Phylogeny is one of the more interesting tools which allows for the recontextualization of a species into finding its place in the collection of evolutionary relationships shining new light on how similar the machinery is between all organisms. As was discussed in the introduction this was motivated by trying to place the isoprenyl production that uniquely makes up archaeal membranes in an evolutionary context to see where it may have come from. This result provides some surprising conclusions. As many of the eukaryote are much more closely tied to archaea then bacteria, an assumption that the 2 compared eukaryotes would have greater similarity between their geranylgeranyl diphosphate synthase which in archaea is referred to as bifunctional short chain isoprenyl diphosphate synthase. This turned out to be difficult to make a worse prediction. As can be seen in Figure 3 with the dramatically long tail to Homo sapiens and the amoeba Entamoeba histolytica. This indicates that there is a larger connection between bacterial metabolism and archaeal membranes then to their closer genetic relatives in Eukarya. This does make some sense as even though archaea and eukaryotes share much of their 16s gene, the eukaryotic membrane does not have the cyclic isoprenyl.
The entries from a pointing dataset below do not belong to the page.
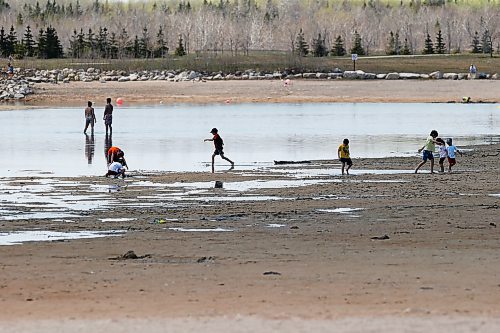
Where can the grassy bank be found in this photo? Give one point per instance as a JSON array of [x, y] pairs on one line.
[[278, 61]]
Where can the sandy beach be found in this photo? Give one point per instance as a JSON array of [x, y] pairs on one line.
[[274, 91], [381, 250]]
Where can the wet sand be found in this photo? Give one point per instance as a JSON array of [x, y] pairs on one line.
[[290, 264], [299, 91]]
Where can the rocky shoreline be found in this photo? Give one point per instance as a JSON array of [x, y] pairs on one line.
[[24, 81]]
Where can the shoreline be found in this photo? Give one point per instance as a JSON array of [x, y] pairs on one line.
[[327, 265], [300, 91]]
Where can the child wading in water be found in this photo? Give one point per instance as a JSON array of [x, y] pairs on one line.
[[428, 150], [218, 143], [344, 156], [452, 150], [443, 154]]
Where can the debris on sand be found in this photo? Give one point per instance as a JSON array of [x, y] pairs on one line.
[[381, 237], [291, 162], [130, 255]]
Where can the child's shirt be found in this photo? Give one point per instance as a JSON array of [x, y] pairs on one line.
[[116, 167], [218, 143], [452, 151], [443, 152], [429, 144], [344, 151]]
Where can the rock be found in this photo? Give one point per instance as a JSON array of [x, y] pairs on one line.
[[335, 75], [436, 75], [392, 76], [450, 76], [409, 76]]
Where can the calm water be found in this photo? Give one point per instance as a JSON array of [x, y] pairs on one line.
[[171, 137]]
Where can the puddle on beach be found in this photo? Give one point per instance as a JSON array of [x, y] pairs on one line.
[[19, 237], [347, 211], [172, 136], [200, 230]]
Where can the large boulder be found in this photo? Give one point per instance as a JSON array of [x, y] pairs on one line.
[[450, 76], [438, 75], [409, 76]]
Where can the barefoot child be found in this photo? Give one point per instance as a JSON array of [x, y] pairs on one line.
[[218, 143], [116, 169], [428, 150], [443, 153], [344, 156], [452, 150]]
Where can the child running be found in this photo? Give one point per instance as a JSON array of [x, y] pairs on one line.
[[428, 150], [218, 143], [344, 156], [452, 150], [443, 153]]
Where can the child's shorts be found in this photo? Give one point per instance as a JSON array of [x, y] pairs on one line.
[[346, 160], [427, 155]]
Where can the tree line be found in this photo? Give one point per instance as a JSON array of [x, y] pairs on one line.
[[105, 29]]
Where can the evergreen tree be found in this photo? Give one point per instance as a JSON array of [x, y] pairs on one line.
[[428, 45], [319, 47], [440, 46], [113, 46], [78, 8], [123, 43], [338, 49], [51, 46], [29, 42], [486, 42], [161, 48], [11, 41], [357, 46], [19, 19], [144, 51], [77, 44], [406, 48], [90, 43], [41, 44], [3, 43], [179, 50], [391, 44], [476, 44], [301, 47], [102, 42]]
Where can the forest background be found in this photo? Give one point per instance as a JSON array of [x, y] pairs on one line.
[[159, 29]]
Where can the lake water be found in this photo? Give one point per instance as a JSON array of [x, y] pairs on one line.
[[170, 138]]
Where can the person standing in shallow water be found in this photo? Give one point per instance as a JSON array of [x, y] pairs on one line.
[[89, 118], [428, 150], [345, 156], [218, 143], [108, 116]]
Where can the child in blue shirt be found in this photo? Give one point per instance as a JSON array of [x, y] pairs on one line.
[[452, 150]]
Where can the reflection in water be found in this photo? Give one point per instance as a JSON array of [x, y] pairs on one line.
[[89, 147], [108, 142]]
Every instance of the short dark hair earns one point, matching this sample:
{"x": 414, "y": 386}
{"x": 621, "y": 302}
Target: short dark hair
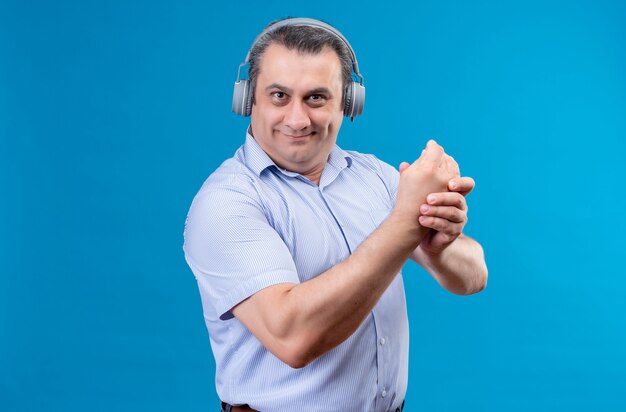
{"x": 304, "y": 39}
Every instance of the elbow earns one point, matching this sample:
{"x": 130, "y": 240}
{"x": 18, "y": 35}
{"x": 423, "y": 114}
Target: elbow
{"x": 300, "y": 352}
{"x": 477, "y": 284}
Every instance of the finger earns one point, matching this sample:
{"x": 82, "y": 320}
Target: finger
{"x": 441, "y": 225}
{"x": 462, "y": 185}
{"x": 453, "y": 214}
{"x": 432, "y": 154}
{"x": 452, "y": 199}
{"x": 452, "y": 166}
{"x": 403, "y": 166}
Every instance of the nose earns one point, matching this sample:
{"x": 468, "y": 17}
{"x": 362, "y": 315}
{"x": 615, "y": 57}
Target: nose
{"x": 296, "y": 116}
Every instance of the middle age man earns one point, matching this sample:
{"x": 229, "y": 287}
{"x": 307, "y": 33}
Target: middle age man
{"x": 297, "y": 244}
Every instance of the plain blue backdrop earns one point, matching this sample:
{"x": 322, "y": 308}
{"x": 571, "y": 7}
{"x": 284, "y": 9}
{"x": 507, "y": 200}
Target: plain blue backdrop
{"x": 112, "y": 114}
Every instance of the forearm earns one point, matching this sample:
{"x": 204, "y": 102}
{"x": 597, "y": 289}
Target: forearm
{"x": 460, "y": 268}
{"x": 308, "y": 319}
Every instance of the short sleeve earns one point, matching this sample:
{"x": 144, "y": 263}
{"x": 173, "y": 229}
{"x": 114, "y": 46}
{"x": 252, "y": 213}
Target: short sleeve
{"x": 231, "y": 248}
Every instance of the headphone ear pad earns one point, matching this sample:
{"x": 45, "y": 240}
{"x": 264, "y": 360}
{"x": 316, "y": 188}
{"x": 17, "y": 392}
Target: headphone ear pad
{"x": 242, "y": 100}
{"x": 354, "y": 99}
{"x": 347, "y": 100}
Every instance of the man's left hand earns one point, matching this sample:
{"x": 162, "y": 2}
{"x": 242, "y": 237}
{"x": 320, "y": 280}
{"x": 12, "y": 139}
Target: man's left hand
{"x": 445, "y": 214}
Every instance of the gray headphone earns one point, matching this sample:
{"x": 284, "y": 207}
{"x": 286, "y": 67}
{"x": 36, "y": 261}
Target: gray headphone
{"x": 355, "y": 91}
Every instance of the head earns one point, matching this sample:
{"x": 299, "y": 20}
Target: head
{"x": 298, "y": 75}
{"x": 304, "y": 39}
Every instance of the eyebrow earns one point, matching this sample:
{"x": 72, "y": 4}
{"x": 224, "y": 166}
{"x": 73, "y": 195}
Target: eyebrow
{"x": 318, "y": 90}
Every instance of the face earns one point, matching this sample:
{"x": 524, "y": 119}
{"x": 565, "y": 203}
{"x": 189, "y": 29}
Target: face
{"x": 298, "y": 112}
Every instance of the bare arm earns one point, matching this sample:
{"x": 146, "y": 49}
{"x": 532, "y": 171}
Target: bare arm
{"x": 299, "y": 323}
{"x": 454, "y": 260}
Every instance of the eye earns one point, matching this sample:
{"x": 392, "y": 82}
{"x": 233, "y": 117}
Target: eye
{"x": 317, "y": 99}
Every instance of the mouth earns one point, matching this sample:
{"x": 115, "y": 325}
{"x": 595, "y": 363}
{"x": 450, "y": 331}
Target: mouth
{"x": 297, "y": 136}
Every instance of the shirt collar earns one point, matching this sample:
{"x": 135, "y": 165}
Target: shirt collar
{"x": 257, "y": 160}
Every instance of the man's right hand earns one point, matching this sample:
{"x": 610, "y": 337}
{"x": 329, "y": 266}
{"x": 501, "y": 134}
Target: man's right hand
{"x": 430, "y": 173}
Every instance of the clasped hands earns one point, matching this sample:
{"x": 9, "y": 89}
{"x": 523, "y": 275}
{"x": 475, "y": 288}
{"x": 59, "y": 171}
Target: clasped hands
{"x": 432, "y": 191}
Figure 5: Archaea 16S ribosomal RNA phylogeny[7]
Figure 6: Initial "Gap" in aligned genes which propagated errors
The other area that was explored in this experiment was the prediction of ancestral gene sequences. Using the Maximum Likelihood algorithm, it was possible to work backwards from the archaea to generate most likely sequences. These clearly had several issues as the error compounds dramatically to the point where the likelihood for this sequence being correct was so small it was incalculable with the built-in error analyzer being set to 0. This is not necessarily of concern as the value should be extremely small and to improve this a new plugin will have to be coded for arbitrary precision. The largest problem with the dataset that caused issues is when aligning the nucleotide coding sequences they did not align along the start codon which accounted for some weird errors when propagating the values forward and is the reason why the theoretical DNA sequence starts with a “GTG” instead of an ATG. This is doubly unfortunate due to the computer suggesting that the probability of starting with a G is over 90%.